En diciembre de 2021, esquivar el COVID parecía deporte olímpico. Mis amigas habían caído, luego otras días después y, pronto, tenía más amigos y conocidos confinados que no. Por suerte, ni a mi ni a mi familia nos había tocado pasar la enfermedad todavía, por lo que, antes de todas las reuniones de Navidad, hicimos entre todos un acuerdo que consistía de dos cosas: primero, todos los que quisiéramos estar en la cena de Navidad en casa de la Abuela nos haríamos una prueba rápida en la mañana del evento, y segundo, los que pudiéramos, nos pondríamos la tercera vacuna. Sabíamos que sería lo más seguro para pasarla tranquilos y cuidarnos los unos a los otros. Firmado el contrato hipotético, empecé a investigar dónde y cuándo me podía ir a vacunar.

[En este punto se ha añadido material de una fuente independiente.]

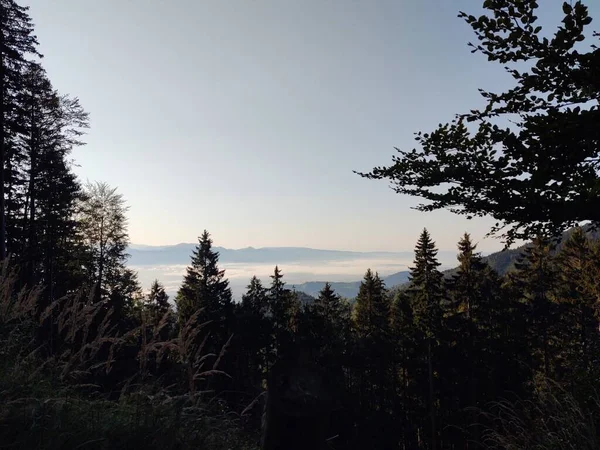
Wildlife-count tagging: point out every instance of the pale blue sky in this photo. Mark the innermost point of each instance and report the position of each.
(247, 117)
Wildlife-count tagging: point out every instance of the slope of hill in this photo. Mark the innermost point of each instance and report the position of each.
(349, 289)
(141, 255)
(502, 262)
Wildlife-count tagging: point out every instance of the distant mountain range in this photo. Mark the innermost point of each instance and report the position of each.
(502, 262)
(141, 255)
(349, 289)
(167, 262)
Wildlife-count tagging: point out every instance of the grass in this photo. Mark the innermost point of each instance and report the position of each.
(49, 399)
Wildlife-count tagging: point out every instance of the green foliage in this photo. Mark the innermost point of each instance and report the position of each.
(205, 288)
(539, 174)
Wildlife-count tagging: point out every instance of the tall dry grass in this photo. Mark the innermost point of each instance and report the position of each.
(48, 398)
(552, 420)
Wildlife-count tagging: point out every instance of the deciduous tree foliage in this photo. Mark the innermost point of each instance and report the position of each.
(537, 174)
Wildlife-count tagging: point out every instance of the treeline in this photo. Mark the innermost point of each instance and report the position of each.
(423, 369)
(88, 360)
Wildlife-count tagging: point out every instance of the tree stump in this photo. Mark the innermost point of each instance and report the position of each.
(297, 408)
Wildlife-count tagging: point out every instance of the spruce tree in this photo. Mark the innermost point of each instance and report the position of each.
(404, 341)
(372, 308)
(158, 299)
(104, 229)
(426, 293)
(327, 326)
(472, 347)
(284, 309)
(578, 318)
(534, 284)
(206, 289)
(373, 345)
(17, 44)
(253, 336)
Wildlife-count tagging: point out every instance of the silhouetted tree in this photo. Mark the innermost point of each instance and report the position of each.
(17, 43)
(284, 309)
(426, 293)
(206, 289)
(538, 174)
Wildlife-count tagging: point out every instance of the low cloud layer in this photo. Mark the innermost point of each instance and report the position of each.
(239, 274)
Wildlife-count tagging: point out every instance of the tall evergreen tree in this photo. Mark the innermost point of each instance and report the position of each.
(17, 43)
(327, 326)
(404, 342)
(158, 299)
(51, 127)
(470, 337)
(284, 309)
(372, 308)
(426, 293)
(206, 289)
(534, 283)
(578, 318)
(253, 336)
(103, 223)
(373, 381)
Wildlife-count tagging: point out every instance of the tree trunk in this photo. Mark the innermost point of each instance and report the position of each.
(2, 153)
(431, 397)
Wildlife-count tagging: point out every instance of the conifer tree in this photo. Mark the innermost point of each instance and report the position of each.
(471, 332)
(404, 341)
(579, 319)
(104, 229)
(253, 336)
(158, 299)
(373, 345)
(534, 283)
(284, 309)
(17, 43)
(372, 309)
(206, 289)
(327, 326)
(44, 214)
(426, 293)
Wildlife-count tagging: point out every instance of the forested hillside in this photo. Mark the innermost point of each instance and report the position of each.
(484, 357)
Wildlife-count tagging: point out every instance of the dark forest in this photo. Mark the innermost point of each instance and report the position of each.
(489, 355)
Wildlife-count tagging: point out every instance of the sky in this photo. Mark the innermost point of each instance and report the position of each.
(247, 117)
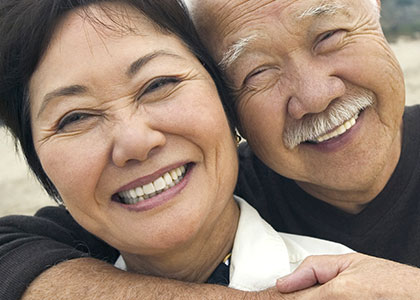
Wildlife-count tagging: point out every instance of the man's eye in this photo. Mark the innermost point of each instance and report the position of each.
(326, 36)
(72, 119)
(160, 83)
(328, 41)
(254, 74)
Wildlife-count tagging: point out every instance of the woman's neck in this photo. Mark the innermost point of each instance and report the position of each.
(196, 260)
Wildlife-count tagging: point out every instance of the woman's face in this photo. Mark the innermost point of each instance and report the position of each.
(118, 115)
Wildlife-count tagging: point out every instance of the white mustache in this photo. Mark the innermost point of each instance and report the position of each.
(312, 126)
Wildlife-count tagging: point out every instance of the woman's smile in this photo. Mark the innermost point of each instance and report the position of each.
(130, 128)
(142, 196)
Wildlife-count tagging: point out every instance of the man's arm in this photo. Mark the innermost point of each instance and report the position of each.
(352, 276)
(87, 278)
(49, 256)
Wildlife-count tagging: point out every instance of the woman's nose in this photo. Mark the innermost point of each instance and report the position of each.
(135, 140)
(314, 88)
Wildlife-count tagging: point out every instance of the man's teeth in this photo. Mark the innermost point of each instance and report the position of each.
(166, 181)
(338, 131)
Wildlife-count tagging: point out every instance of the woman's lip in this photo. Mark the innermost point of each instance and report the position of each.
(149, 178)
(161, 198)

Me citaron para el 21 de diciembre a la 1 de la tarde. Me pareció buena fecha porque así tendría un par de días para pasar cualquier síntoma de fiebre o dolores que me pudiera producir. Esto ya lo tenía contemplado porque en ambas vacunas anteriores me había ido fatal: un dolor de brazo tan fuerte que no podía ni moverme, fiebre que me tenía delirando y un dolor de cabeza tan grande que me tenía fuertemente considerando decapitarme. Con la esperanza de que ‘la tercera es la vencida’ y pensando que no me podría ir peor, estuve puntual en mi centro de vacunación en mi hora de almuerzo de trabajo.El procedimiento fue el ya conocemos: te registras, te sientas a esperar a que te llamen, te llaman, te pinchan y luego te llevan a la sala de observación. Al entrar a la sala de observación, las enfermeras nos explican que estaremos ahí sentados por quince minutos por si acaso sufrimos de alguna reacción inmediata. Eso en mi cabeza sonó a “quince minutos de estar aquí sin hacer nada… estaría buena una siesta”. Como venía del trabajo, la mochila en donde cargo siempre el ordenador me sirvió de almohada. La puse sobre mis piernas, me abracé a ella, y cerré los ojos.

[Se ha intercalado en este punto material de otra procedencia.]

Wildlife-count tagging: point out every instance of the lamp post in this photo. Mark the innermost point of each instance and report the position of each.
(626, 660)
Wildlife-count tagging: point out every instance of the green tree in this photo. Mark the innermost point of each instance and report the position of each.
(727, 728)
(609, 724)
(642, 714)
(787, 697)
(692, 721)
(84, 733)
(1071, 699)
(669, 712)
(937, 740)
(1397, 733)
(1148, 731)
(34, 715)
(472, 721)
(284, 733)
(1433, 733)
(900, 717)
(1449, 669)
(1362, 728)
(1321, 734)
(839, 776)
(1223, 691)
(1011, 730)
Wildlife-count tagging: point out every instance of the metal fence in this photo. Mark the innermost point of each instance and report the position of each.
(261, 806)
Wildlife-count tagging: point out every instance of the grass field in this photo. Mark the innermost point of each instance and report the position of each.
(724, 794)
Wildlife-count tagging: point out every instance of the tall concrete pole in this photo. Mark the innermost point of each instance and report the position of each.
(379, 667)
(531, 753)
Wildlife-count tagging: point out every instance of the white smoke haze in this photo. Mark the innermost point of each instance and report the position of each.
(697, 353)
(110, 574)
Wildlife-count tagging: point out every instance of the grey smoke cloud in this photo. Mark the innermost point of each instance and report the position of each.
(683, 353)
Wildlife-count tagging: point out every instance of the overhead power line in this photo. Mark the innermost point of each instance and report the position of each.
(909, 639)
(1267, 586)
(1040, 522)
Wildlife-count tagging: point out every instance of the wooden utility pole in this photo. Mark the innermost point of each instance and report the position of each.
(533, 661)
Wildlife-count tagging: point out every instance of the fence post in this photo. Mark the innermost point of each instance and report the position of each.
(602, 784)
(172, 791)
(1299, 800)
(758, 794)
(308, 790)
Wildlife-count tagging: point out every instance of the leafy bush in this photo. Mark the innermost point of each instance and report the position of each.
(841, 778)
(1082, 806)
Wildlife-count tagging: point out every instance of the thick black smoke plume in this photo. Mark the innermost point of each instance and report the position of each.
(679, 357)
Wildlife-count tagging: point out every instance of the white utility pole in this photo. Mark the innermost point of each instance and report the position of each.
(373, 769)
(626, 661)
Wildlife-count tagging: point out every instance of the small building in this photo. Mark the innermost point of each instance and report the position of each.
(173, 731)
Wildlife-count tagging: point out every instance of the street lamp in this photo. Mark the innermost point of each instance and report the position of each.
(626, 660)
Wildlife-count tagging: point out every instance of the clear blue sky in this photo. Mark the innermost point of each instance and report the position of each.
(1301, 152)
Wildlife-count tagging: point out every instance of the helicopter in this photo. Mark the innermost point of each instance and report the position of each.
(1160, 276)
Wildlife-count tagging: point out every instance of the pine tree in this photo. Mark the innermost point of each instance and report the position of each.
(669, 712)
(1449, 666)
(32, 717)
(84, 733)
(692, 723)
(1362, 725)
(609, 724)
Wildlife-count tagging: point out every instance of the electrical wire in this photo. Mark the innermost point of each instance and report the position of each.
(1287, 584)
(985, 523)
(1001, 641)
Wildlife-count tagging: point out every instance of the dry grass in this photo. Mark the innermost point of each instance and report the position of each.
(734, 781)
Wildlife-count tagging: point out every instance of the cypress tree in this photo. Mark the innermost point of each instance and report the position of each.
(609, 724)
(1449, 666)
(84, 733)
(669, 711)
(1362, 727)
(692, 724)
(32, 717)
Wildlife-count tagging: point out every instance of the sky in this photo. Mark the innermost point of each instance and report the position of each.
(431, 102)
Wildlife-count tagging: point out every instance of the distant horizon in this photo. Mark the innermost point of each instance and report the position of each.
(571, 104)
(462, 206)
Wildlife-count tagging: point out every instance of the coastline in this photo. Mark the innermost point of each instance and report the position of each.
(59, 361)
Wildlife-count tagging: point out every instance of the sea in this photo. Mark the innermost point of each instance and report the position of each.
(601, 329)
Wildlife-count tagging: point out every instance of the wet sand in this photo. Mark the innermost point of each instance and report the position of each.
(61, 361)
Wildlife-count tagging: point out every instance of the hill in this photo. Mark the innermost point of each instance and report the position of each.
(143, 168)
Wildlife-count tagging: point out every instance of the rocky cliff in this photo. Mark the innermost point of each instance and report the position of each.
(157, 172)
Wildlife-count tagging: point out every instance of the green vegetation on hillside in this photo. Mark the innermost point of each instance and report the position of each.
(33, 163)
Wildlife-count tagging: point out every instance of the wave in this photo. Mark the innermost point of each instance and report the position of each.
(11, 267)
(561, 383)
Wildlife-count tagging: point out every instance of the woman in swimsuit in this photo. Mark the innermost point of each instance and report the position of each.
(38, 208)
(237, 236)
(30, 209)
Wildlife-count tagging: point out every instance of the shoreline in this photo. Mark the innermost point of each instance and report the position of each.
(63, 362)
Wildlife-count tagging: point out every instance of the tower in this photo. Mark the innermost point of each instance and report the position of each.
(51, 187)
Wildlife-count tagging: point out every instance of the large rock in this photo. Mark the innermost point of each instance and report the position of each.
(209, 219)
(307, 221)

Estaba en mi quinto sueño cuando me dio la sensación que algo estaba pasando frente a mí. Aún con los ojos cerrados y en el limbo entre dormida y consciente, vi sombras moverse y el negro de mis párpados cerrados se oscureció aún más. Escuché voces susurrando. Sí, alguien estaba parado justo frente a mí.

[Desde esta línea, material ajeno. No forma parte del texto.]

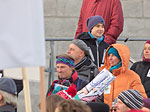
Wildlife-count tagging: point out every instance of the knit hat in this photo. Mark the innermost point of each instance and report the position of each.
(8, 85)
(146, 102)
(69, 93)
(82, 45)
(144, 59)
(113, 51)
(94, 20)
(131, 98)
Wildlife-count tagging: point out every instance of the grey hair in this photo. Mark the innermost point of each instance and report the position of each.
(8, 98)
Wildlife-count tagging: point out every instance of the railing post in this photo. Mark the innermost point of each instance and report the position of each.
(51, 63)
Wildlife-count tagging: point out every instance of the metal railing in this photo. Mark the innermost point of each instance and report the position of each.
(51, 68)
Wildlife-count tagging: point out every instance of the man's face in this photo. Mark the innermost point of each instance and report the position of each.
(74, 51)
(121, 107)
(113, 60)
(98, 30)
(64, 71)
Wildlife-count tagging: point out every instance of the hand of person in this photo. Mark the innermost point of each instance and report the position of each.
(84, 90)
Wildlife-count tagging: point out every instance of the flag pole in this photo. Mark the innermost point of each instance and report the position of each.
(42, 90)
(26, 91)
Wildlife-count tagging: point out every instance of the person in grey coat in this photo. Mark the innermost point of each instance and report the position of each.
(85, 67)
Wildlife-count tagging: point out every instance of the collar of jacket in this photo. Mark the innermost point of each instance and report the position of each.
(83, 62)
(73, 77)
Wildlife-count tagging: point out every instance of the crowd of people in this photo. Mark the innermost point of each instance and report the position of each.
(93, 50)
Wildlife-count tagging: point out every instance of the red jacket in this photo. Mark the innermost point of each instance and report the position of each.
(125, 78)
(110, 10)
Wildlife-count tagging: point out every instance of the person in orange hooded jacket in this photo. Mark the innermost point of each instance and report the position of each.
(117, 61)
(110, 10)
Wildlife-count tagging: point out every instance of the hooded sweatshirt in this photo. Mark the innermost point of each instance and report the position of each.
(125, 78)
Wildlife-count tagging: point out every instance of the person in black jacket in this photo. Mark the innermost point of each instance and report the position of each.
(142, 68)
(8, 95)
(94, 39)
(67, 75)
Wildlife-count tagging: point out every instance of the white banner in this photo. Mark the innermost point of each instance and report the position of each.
(22, 42)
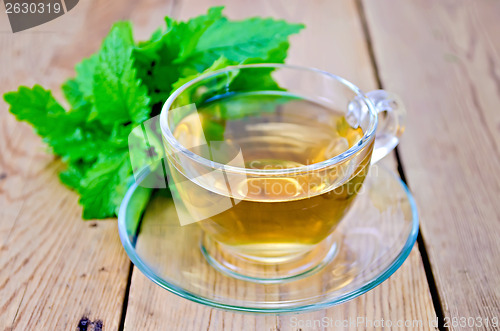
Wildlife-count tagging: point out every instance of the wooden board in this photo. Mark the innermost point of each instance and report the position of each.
(443, 58)
(54, 267)
(333, 41)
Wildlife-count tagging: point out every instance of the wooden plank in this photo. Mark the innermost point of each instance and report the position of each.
(54, 267)
(334, 41)
(442, 57)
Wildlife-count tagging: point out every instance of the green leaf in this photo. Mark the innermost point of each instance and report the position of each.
(240, 40)
(105, 185)
(64, 131)
(124, 84)
(118, 94)
(188, 48)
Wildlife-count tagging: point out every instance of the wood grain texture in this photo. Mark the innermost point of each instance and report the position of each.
(443, 58)
(334, 41)
(54, 267)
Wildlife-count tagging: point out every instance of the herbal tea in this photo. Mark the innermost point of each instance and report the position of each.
(279, 215)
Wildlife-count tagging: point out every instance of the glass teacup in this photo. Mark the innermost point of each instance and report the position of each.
(267, 159)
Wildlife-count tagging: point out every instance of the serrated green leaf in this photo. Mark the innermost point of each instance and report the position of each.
(119, 96)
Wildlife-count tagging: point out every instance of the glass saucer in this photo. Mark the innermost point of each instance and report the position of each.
(373, 240)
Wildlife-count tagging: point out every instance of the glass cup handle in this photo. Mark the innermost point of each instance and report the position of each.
(391, 122)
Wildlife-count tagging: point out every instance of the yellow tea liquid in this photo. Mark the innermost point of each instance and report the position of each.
(273, 216)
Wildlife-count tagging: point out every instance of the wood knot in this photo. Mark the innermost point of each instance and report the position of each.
(85, 324)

Abrí los ojos para llevarme el susto de mi vida: las caras de las tres enfermeras a meros centímetros de la mía, una con un estetoscopio en mano, otra con la máquina para medir la presión y la otra preguntándome “joven, ¿¡Qué se siente!? ¿¡Qué le pasa!?” Confundida, miro a mi alrededor para darme cuenta que obviamente, el resto de los pacientes se han volteado a ver la escena de la niña ‘desmayada’. Dejo escapar un tímido “Nada, estaba tomando una siesta, jeje» e inmediatamente el salón entero soltó un gruñido de decepción colectivo. Por supuesto, no pude continuar mi siesta.